Me devolvam o filhote. O que o Povo Livre quer com esse filhote de homem?
Akela também nunca levantava as orelhas. Tudo o que dizia era:
— Olhem bem, lobos! O que o Povo Livre tem a ver com outras ordens, exceto as do próprio Povo Livre? Olhem bem!
Houve uma sinfonia de rosnados contidos e um jovem lobo de uns quatro anos replicou a pergunta de Shere Khan para Akela:
— O que o Povo Livre tem que ver com um filhote de homem?
Ora, a Lei da Selva estabelece que, se surgir qualquer disputa sobre um filhote ser aceito na matilha, ela deve ser debatida por pelo menos dois membros da alcateia que não sejam pai ou mãe.
— Quem fala pelo filhote? — perguntou Akela. — Entre o Povo Livre, quem fala?
Não houve resposta, e Mãe Loba se preparou para o que imaginava ser sua última luta caso as coisas acabassem em briga.
Então, a única outra criatura permitida no Conselho da Alcateia — Baloo, o urso castanho e preguiçoso, professor que ensinava a Lei da Selva aos filhotes de lobos —, o velho Baloo, que vem e vai para onde quiser porque come apenas castanhas, raízes e mel — levantou-se sobre as patas traseiras e grunhiu:
— O filhote de homem, o filhote de homem? — disse. — Eu falo pelo filhote de homem. Ele não traz perigo. Não sou bom com palavras, mas falo a verdade. Deixem o pequeno ficar na matilha com os outros. Eu o ensinarei.
— Ainda precisamos de mais um — disse Akela. — Baloo falou e ele é o professor das crianças. Quem mais fala além de Baloo?
Uma sombra negra desceu no centro do círculo. Era Bagheera, negro feito nanquim e com suas pintas de pantera visíveis apenas quando a luz batia de um jeito especial em seu pelo, que parecia seda molhada. Todos o conheciam e ninguém se metia com ele porque era tão astuto quanto Tabaqui, forte feito um búfalo selvagem e destemido como um elefante machucado. Sua voz, porém, era suave tal qual mel gotejando da árvore e sua pele era mais macia do que o anoitecer.
— Akela e todos do Povo Livre — ronronou —, não faço parte da sua reunião, mas a Lei da Selva diz que se há uma dúvida que não seja questão de morte em relação a um novo filhote, a vida desse filhote pode ser comprada por certo preço. E a lei não diz quem deveria pagar tal preço. Estou certo?
— Isso! Isso! — disseram os lobos jovens, sempre famintos. — Ouçam Bagheera. O filhote pode ser comprado por certo preço. É a lei.

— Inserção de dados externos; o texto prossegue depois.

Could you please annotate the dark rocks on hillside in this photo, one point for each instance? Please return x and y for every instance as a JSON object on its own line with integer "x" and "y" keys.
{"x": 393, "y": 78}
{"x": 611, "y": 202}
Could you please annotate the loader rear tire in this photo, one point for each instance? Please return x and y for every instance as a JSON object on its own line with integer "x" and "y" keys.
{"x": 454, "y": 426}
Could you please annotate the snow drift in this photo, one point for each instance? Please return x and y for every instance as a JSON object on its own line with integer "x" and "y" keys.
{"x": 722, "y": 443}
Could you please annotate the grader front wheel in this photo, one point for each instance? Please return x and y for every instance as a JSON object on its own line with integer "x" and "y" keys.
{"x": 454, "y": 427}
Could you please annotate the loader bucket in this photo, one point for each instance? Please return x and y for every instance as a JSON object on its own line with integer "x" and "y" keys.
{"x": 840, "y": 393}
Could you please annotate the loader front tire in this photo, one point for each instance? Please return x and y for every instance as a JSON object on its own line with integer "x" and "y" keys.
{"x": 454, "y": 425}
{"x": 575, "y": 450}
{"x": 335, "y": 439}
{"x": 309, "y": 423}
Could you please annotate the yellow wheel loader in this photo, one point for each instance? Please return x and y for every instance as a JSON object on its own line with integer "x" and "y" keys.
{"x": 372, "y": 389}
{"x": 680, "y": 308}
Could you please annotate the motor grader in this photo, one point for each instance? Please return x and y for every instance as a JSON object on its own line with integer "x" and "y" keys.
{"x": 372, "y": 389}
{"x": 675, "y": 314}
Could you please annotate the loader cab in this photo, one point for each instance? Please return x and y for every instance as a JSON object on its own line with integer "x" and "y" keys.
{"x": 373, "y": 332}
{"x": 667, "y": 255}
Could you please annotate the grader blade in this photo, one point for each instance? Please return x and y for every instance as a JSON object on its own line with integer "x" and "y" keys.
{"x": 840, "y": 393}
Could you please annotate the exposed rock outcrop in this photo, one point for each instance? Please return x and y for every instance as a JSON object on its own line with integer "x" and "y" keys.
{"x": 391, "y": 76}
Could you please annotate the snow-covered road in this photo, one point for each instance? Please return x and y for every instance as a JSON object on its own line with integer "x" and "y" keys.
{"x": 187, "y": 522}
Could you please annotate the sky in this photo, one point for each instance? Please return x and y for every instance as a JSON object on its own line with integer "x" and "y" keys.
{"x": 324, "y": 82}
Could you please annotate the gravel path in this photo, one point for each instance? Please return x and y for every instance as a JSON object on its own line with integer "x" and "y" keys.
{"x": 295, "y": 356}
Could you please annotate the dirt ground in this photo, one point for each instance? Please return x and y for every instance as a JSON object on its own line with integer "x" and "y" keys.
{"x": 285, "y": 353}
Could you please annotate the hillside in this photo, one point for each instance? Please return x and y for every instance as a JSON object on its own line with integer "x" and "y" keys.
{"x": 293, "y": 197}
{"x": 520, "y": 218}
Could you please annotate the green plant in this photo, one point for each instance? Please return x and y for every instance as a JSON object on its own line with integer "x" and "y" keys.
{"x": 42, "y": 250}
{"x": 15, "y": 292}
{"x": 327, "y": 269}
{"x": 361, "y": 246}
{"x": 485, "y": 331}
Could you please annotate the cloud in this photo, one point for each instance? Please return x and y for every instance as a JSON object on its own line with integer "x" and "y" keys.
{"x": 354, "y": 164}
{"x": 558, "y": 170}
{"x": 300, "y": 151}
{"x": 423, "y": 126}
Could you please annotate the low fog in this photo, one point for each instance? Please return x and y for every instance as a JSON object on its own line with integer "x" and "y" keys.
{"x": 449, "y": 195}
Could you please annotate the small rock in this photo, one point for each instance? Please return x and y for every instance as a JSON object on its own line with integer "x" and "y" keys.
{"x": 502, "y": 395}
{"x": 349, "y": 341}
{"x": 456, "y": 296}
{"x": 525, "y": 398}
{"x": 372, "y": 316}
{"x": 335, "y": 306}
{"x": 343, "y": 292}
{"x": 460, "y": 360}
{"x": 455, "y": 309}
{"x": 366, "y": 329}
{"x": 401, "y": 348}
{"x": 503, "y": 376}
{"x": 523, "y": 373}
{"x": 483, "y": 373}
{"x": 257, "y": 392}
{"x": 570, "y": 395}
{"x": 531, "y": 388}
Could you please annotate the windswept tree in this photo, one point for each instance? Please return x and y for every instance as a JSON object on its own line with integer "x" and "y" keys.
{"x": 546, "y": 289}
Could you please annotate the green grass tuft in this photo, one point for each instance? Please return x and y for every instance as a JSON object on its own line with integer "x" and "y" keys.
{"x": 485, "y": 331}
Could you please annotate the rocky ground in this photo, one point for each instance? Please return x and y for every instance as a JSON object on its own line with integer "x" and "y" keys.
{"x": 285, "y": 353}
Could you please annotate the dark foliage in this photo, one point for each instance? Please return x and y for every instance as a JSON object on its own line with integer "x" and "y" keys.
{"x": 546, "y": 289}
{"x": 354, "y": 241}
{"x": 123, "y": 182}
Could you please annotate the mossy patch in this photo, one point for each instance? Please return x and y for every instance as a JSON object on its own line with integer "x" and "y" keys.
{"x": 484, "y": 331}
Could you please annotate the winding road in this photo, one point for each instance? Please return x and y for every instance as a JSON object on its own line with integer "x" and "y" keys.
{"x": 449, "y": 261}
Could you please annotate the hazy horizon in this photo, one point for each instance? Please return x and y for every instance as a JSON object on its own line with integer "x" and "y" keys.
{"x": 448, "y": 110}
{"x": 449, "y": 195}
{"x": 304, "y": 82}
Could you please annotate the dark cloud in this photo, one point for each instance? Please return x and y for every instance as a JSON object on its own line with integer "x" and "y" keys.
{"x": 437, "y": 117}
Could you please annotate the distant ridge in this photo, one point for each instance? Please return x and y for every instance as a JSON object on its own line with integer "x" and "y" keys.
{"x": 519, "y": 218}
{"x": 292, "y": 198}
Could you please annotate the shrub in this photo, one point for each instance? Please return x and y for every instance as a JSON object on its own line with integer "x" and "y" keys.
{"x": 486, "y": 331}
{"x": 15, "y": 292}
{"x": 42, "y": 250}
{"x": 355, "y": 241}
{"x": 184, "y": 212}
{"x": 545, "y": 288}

— Sabendo que estou me intrometendo, peço a sua permissão.
— Pois diga — gritaram vinte vozes.
— Matar um filhote nu é vergonhoso. Além disso, ele poderá ser um adversário mais à altura quando crescer. Baloo já se pronunciou em seu favor. Agora, além das palavras de Baloo, podem somar um búfalo, dos gordos, recém-caçado, que deixei a menos de um quilômetro daqui. Isso caso vocês aceitem o filhote de homem conforme a lei. Aceitam?
Houve um clamor crescente de vozes dizendo:
— Que diferença faz? Ele vai morrer nas monções de inverno mesmo. Vai secar no sol a pino. Que perigo representa para nós uma rã pelada? Deixem-no acompanhar a matilha. Onde está o búfalo, Bagheera? Nós aceitamos.
E então o uivo gutural de Akela continuou gritando:
— Olhem bem! Olhem bem!
Mowgli ainda estava profundamente interessado nos pedregulhos e não percebeu os lobos se aproximarem, um a um, para olhá-lo. Depois, todos eles desceram a encosta na direção do búfalo morto e somente Akela, Bagheera, Baloo e os pais de Mowgli ficaram. Shere Khan ainda rugia noite afora, furioso por Mowgli não ter sido entregue a ele.
— Ora, ele que ruja o quanto quiser — disse Bagheera por entre os bigodes —, porque ainda virá o tempo em que essa coisinha pequena o fará rugir em outra nota, se é que conheço um pouco sobre os homens.
— Está tudo bem resolvido — disse Akela. — Os homens e seus filhotes são muito sábios.